The Defense Ministry told about the delivery of Russian armored vehicles to the CAR
The CAR received a batch of armored reconnaissance and patrol vehicles from Russia, the Russian Defense Ministry said. Shortly before that, it became known that an additional 300 military instructors were sent there. This is happening against the backdrop of an escalating internal conflict in the African Republic.
Russia sent a batch of BRDM-2 armored reconnaissance and patrol vehicles to the Central African Republic (CAR) in November, Deputy Defense Minister Alexander Fomin told Rossiyskaya Gazeta.
The Deputy Minister of Defense drew attention to the fact that interest in weapons of the Russian Federation is shown all over the world. Moscow plans to expand military and military-technical cooperation in Africa and the Middle East "in the current conditions of competition between the main world leaders for the military and economic markets" of these countries, Fomin stressed.
A few days earlier, the Russian Foreign Ministry said that the Russian side had sent an additional 300 military instructors to the CAR. They arrived in the republic at the request of its leadership, the Foreign Ministry explained. On the spot, Russian instructors will train servicemen of the National army of the republic.
Diplomats explained this need by the fact that paramilitary groups, coordinated and supported from outside, began to move through the country. The Foreign Ministry stressed that they destabilize the situation in the CAR and threaten to disrupt the electoral process in the upcoming presidential elections. "In fact, the rebel forces carried out the seizure of cities and settlements, accompanied by clashes with the army units of the Armed Forces of the CAR, and the dispersal of the executive authorities on the ground," the ministry said.
The conflict in the republic broke out in early December 2013, when clashes broke out in Bangui between militants of the former Islamist group "Seleka" and Christian rebels opposing them. According to the UN at the end of July 2018, about 6 thousand people were killed during the conflict, up to 1 million people were forced to leave their homes.
In February last year, after almost two weeks of negotiations in Khartoum, the CAR authorities and representatives of armed groups signed a peace agreement. The Government has committed itself to ensuring the freedom to form parties or political movements. It was also decided to create the conditions necessary for the voluntary return of refugees.
Russia and the CAR signed an agreement on military cooperation on August 21, 2018. The document was signed at the Army-2018 forum in Kubinka, near Moscow. The agreement became the basis for the training of the Central African military specialists from the Russian Federation, explained in the military department of the CAR.
A few months earlier, on March 22, 2018, the Foreign Ministry reported that Russia had sent a group of instructors to train soldiers of the CAR army. As noted by the then deputy head of the Information and Press Department of the Russian Foreign Ministry Artem Kozhin, at the request of the President of the republic Faustin Touadera and with the knowledge of the committee established by the UN Security Council, five military and 170 civilian instructors from Russia were sent to Central Africa.

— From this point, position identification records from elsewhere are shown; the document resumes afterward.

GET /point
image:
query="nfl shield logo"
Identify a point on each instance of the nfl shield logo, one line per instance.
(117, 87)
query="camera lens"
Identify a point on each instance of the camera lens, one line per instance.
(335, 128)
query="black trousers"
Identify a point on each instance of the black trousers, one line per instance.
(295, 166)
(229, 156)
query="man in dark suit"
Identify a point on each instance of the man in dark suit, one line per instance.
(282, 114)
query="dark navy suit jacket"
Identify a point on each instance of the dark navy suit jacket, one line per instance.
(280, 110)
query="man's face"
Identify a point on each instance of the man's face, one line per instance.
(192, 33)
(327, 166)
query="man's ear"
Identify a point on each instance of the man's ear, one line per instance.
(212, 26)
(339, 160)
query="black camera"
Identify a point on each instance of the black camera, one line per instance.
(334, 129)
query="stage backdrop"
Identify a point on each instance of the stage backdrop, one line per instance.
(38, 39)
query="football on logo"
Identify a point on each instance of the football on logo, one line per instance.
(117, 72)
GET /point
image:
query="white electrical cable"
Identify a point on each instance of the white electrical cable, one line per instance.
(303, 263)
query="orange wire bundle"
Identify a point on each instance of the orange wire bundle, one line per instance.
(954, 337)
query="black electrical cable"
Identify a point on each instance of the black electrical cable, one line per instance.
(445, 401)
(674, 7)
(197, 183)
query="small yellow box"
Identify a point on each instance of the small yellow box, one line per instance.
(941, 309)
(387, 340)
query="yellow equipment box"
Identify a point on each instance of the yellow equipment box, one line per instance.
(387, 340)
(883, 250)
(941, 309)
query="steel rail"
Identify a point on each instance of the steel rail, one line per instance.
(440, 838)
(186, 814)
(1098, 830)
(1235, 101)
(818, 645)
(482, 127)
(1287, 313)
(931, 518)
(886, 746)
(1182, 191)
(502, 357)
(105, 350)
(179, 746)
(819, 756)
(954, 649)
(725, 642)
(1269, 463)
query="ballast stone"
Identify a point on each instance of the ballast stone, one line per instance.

The second condition for the withdrawal of the Russian military from the CAR suggests that the presence of Russian representatives in the republic will become impractical due to changes in the international military-political situation.
The Russian Defense Ministry in January-February 2018, in addition, donated a batch of small arms and ammunition to the CAR army.
Already after the conclusion of the agreement on military cooperation, in 2019, Russia, with the knowledge of the UN Security Council, donated two batches of its weapons to the CAR. Russian Foreign Minister Sergei Lavrov at the end of September 2019 at a meeting of the UN Security Council noted that Moscow handed over Kalashnikov assault rifles and machine guns, Mosin rifles of the 1944 model and other small arms.